As for the long-term effects found in the present study, it is unclear whether any of these followed from YE, CTP or any unknown factors (e.g., other exercise programs). However, all study participants were given their individualized programs and were encouraged to continue exercising according to their programs. But only a minority in each group did so. Yet, with longitudinal attrition, exact figures remain unclear. Regarding the health-related outcomes studied, we included self-report measures of variables typically investigated in yoga research. Importantly, previously validated self-report measures were used, with their reliabilities (where applicable) being satisfactory. Yet, due to the smaller sample sizes, the combination of two diagnoses three patients in YE-group and one in the CTP-group had both asthma and COPD (they were included in the COPD-group). Also the fact that the age distributions varied between groups (wider range and older mean age in the CTP-group), additional studies are needed. In particular, future research has to investigate why participants drop-out from YE and understand factors relating to maintenance of YE. For instance, expectations may play a role. Unfortunately, information on patient expectations were not collected which means that it is impossible to know whether this had any effect on the present results. Despite the YE program being adapted to the patient group, the program may have been too strenuous. However, with additional adjustments during class, this seems unlikely.
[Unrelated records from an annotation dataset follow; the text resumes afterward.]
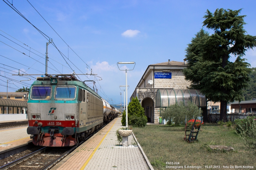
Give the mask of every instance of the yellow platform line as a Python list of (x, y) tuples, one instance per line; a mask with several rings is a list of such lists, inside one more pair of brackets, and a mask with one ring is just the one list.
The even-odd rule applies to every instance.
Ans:
[(89, 158), (88, 158), (88, 159), (87, 159), (87, 160), (86, 161), (86, 162), (85, 162), (85, 163), (84, 163), (84, 165), (83, 166), (82, 166), (82, 167), (80, 169), (80, 170), (82, 170), (84, 169), (84, 168), (85, 167), (85, 166), (86, 166), (87, 165), (87, 164), (89, 162), (89, 161), (90, 161), (92, 157), (92, 156), (93, 156), (93, 155), (95, 153), (95, 152), (96, 152), (96, 151), (98, 149), (98, 148), (99, 148), (99, 147), (100, 147), (100, 145), (101, 144), (101, 143), (103, 141), (103, 140), (104, 140), (104, 139), (106, 137), (107, 135), (108, 135), (108, 132), (109, 132), (110, 130), (111, 130), (111, 129), (112, 129), (112, 128), (113, 127), (113, 126), (114, 126), (114, 125), (116, 123), (116, 121), (117, 121), (117, 119), (118, 119), (118, 118), (117, 118), (116, 119), (116, 122), (115, 122), (115, 123), (114, 123), (113, 124), (113, 125), (112, 125), (112, 126), (110, 128), (108, 131), (108, 132), (107, 132), (106, 133), (106, 135), (105, 135), (104, 136), (104, 137), (103, 137), (103, 138), (102, 138), (102, 139), (101, 139), (101, 140), (100, 141), (100, 143), (98, 145), (98, 146), (97, 146), (97, 147), (96, 147), (96, 148), (95, 148), (95, 149), (94, 150), (94, 151), (92, 152), (92, 154), (91, 154), (91, 155), (90, 155), (90, 156), (89, 157)]
[[(7, 129), (7, 130), (2, 130), (2, 129), (1, 129), (1, 130), (0, 130), (0, 132), (5, 132), (5, 131), (8, 131), (8, 130), (16, 130), (16, 129), (22, 129), (22, 128), (28, 128), (28, 126), (24, 126), (24, 127), (19, 128), (12, 128), (11, 129)], [(12, 129), (12, 128), (13, 128), (13, 129)]]
[(15, 140), (13, 141), (11, 141), (11, 142), (6, 142), (6, 143), (4, 143), (4, 144), (8, 144), (9, 143), (11, 143), (11, 142), (16, 142), (16, 141), (19, 141), (19, 140), (22, 140), (23, 139), (27, 139), (28, 138), (29, 138), (30, 137), (24, 137), (24, 138), (22, 138), (22, 139), (18, 139), (17, 140)]

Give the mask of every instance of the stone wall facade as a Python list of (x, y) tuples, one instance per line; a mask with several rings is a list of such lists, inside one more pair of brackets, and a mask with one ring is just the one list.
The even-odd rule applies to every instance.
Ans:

Instead, such adjustments are likely to have increased program feasibility and helped avoiding injuries, which along with exclusion criteria for comorbidity, allowed for a safe intervention.
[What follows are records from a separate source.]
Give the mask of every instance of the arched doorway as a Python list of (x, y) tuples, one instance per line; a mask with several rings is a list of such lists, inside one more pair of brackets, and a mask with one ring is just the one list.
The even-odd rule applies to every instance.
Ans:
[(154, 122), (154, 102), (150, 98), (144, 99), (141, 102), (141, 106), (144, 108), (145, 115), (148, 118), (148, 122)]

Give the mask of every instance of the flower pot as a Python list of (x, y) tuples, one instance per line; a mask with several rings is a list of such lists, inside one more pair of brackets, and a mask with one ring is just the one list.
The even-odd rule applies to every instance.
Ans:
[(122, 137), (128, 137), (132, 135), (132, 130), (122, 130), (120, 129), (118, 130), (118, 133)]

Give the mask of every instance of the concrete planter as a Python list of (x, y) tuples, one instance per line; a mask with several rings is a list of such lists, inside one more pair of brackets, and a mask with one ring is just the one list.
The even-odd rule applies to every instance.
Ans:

Taken together, the present study has to be considered a feasibility study, which shows that it is possible to recruit and engage patients with obstructive pulmonary disorders, without them suffering from any consistently negative effects relating to mental health outcomes, and with YE having a better effect on sleep and CTP having a better effect on stress. From a clinical perspective, the findings suggest that patients should be asked about their needs and priorities regarding different health-related issues to then choose accordingly between different treatment and rehabilitation alternatives.

Conclusions

This study showed significant differences between YE and CTP, with follow-up analyses suggesting that YE had positive effects on sleep quality and SHC while positive effects of CTP emerged for stress. This positive effect on stress, favoring the CTP, also emerged in the initial and overall analyses. Aside the long-term effects on sleep quality and immediate effects on SHC, no other consistently significant effects were found of YE on the investigated secondary health-related outcomes, which also included symptoms of anxiety, depression, insomnia, and perceived stress. This may relate to the overall patient group reporting no clinically significant mental health problems, and few sleeping problems. Yet, due to the rather small sample sizes and combination of two diagnoses, there is a need of additional research on YE in this patient group.

Abbreviations
YE=

hatha yogic exercises

FEV1=

forced expiratory volume in one second

Acknowledgments

Thanks to all patients who volunteered participation. Additional thanks to our statistics helper and to the yoga instructors for their valuable time, support, and dedication. All data are stored at Karolinska Institutet, Division of Family medicine and Primary Care.

Disclosure statement

No potential conflict of interest was reported by the authors. First author is an experienced yoga therapist and yoga teacher. We conformed to the Helsinki Declaration concerning human rights and informed consent, and followed standard procedures concerning treatment of humans.

Funding

This work was carried out without funds from any funding agency.